Regarding the structural format of an epigenetics course, we suggest two options: it may be taught as a standalone course, or it can be incorporated as a component in other related courses such as genetics or cell biology. In either case, we propose three themes be included in the teaching of epigenetics: principles, techniques, and applications of epigenetics as suggested in The Epigenetics Revolution (30, 40). We expect that the books, some of the review articles, and the online resources listed in the references of this paper can be used in teaching the principles of epigenetics. In addition, an issue of the magazine The Biochemist (https://portlandpress.com/biochemist/issue/39/5) that focuses on epigenetics should be a valuable resource.

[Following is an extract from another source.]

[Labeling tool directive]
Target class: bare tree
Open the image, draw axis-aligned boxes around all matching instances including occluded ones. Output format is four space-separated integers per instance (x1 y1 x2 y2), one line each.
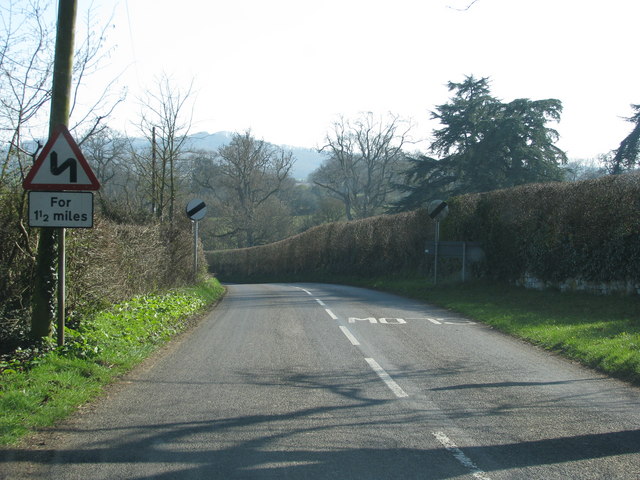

If one is interested in the physics of epigenetics, a recent article (43) will be a valuable source. Regarding techniques, we suggest that educators consider including two particular techniques, chemistry, explained in Volume 115, Issue 6, of Chemical Reviews (https://pubs.acs.org/toc/chreay/115/6) and bioinformatics (44–46), which considers the nature of epigenetics.

CONCLUSION

In summary, epigenetics is a rapidly emerging biological science. Its academic importance is expected to reach 20.7% of genetics in ten years (year 2029). The position of epigenetics in the science hierarchy suggests that it has the potential to serve as an interdisciplinary subject. Diverse teaching resources for epigenetics are already available. For all these reasons, we suggest the academic community include epigenetics in their curricula.